Two days later Jen returned for her second session. Her neck pain was reduced by 80%.  She couldn’t believe it.  The session I had planned for that day started with some elements of the shoulder protocol to begin addressing the upper-cross issues.  I was particularly focused on releasing the pec, pec minor, sub-scap, middle deltoid, and upper trapezius before I began the cervical work.  This time around, I completed the entire cervical protocol starting at the beginning but adding the suboccipitals and levator scapula releases, upper thoracic work and neck decompression, and stretching during therapy.  At the end of the session, I went over the home stretching exercises and explained their importance.  I included both cervical and shoulder stretches.  Then I instructed her on the appropriate strengthening exercises, and made copies from the self-care manual of all appropriate stretching and strengthening exercises for her to take home.  Again, the outcomes at the end of the session were excellent, and we rescheduled for a follow-up session in 7 days.

Two days after the second session, I got a text from Jen telling me that her neck was feeling awesome but, she was experiencing some low-back and thoracic symptoms of tightness and discomfort which began immediately after leaving my office.  To me, this sounded a bit like the possibility of an ascending syndrome that might actually be originating from the hips and eventually ending up in her neck…maybe all a part of the overall layer syndrome posture.

A week later, Jen came in for her 3rd session.  I explained what I thought the back symptoms might be coming from (the lower-cross syndrome/ascending syndrome idea). Then I tried to put it all together. 

Jen indicated that her back discomfort seemed to be centered more on the right side at about the T12-L1 level.  Her standing posture revealed a slightly lower right shoulder, and higher right hip.  Her right lateral line was clearly compressed.  I put her in a prone position on the table and tractioned her hips from the ankles.  Upon releasing her ankles her right hip rebounded to a superior position compared to the left hip.  I followed that with a check of her iliac crests and PSIS landmarks.  Her right hip seemed a bit upslipped, so I palpated her QLs for tender points and found that her R QL was significantly facilitated and tender, compared to the left.

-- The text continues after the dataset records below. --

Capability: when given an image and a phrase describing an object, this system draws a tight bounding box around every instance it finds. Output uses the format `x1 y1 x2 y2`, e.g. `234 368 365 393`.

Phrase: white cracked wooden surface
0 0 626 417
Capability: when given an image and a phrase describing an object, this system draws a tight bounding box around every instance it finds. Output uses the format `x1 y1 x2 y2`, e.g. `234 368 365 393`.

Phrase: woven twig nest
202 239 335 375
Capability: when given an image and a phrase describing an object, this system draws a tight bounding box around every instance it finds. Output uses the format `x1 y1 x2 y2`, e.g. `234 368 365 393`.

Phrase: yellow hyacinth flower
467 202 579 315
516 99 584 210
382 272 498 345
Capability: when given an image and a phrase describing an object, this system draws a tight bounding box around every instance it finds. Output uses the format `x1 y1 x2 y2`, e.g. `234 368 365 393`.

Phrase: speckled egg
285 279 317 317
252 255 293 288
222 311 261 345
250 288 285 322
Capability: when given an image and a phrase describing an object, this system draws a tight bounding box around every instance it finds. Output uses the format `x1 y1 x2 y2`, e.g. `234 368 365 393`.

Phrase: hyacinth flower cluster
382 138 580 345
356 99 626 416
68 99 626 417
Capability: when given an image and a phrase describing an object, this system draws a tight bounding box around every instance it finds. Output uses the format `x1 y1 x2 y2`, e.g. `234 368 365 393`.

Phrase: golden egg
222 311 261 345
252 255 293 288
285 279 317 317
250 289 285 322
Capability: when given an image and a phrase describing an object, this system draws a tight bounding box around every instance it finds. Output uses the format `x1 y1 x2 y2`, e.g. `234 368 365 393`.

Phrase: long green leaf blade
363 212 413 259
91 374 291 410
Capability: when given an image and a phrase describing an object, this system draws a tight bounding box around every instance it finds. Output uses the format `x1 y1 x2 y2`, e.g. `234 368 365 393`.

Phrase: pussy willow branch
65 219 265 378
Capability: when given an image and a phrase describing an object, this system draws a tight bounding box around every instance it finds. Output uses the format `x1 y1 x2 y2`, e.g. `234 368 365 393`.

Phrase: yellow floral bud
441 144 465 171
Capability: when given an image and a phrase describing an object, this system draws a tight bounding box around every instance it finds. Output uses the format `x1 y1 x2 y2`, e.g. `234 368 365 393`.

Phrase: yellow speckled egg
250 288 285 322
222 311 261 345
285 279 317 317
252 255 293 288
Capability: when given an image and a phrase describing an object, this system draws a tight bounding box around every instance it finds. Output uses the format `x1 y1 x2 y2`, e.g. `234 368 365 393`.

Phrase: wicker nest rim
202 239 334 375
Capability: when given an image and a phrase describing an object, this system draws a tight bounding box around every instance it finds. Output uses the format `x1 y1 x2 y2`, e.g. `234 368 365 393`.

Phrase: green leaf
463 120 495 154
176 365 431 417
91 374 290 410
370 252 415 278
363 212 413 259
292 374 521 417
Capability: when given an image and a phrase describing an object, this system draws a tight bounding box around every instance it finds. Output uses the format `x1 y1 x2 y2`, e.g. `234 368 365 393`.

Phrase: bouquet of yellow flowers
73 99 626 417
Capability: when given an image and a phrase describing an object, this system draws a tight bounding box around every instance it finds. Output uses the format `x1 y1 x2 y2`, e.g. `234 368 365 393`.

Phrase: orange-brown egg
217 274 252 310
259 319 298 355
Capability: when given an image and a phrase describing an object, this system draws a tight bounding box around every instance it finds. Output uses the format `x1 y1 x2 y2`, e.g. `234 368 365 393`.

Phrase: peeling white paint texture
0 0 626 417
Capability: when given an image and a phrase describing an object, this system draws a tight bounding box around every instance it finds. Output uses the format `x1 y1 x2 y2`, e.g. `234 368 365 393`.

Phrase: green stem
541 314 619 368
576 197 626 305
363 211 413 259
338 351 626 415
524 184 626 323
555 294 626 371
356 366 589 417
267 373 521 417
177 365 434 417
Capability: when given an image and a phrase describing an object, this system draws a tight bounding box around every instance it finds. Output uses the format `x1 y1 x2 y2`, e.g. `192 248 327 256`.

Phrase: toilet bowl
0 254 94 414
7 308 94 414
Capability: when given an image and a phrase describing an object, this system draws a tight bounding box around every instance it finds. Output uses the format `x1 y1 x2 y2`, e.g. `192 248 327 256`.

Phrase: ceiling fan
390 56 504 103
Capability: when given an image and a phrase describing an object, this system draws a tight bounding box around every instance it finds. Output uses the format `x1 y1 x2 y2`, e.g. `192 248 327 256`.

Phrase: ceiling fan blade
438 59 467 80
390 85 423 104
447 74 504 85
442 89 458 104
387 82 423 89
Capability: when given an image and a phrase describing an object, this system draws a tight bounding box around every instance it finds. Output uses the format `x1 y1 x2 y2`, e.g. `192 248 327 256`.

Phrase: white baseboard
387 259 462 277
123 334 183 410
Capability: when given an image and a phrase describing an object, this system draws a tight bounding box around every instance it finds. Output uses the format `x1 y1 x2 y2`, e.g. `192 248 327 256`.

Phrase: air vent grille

I began the treatment by releasing the R QL, returning it to its normal resting length (including stretching during therapy) and then moved inferiorly to the gluteus maximus, TFL, and ITB/hip abductors, repeating the process (I did not release the entire lateral line). The pelvic stabilization work balanced her hips and sacrum effectively and her back discomfort disappeared. Next, I worked through the shoulder and cervical protocols, just as I had done during Jen’s second visit.

To complete the session, we reviewed her home stretching/strengthening and I reiterated the importance of this aspect.  Jen reports that she has been pain-free for the past month.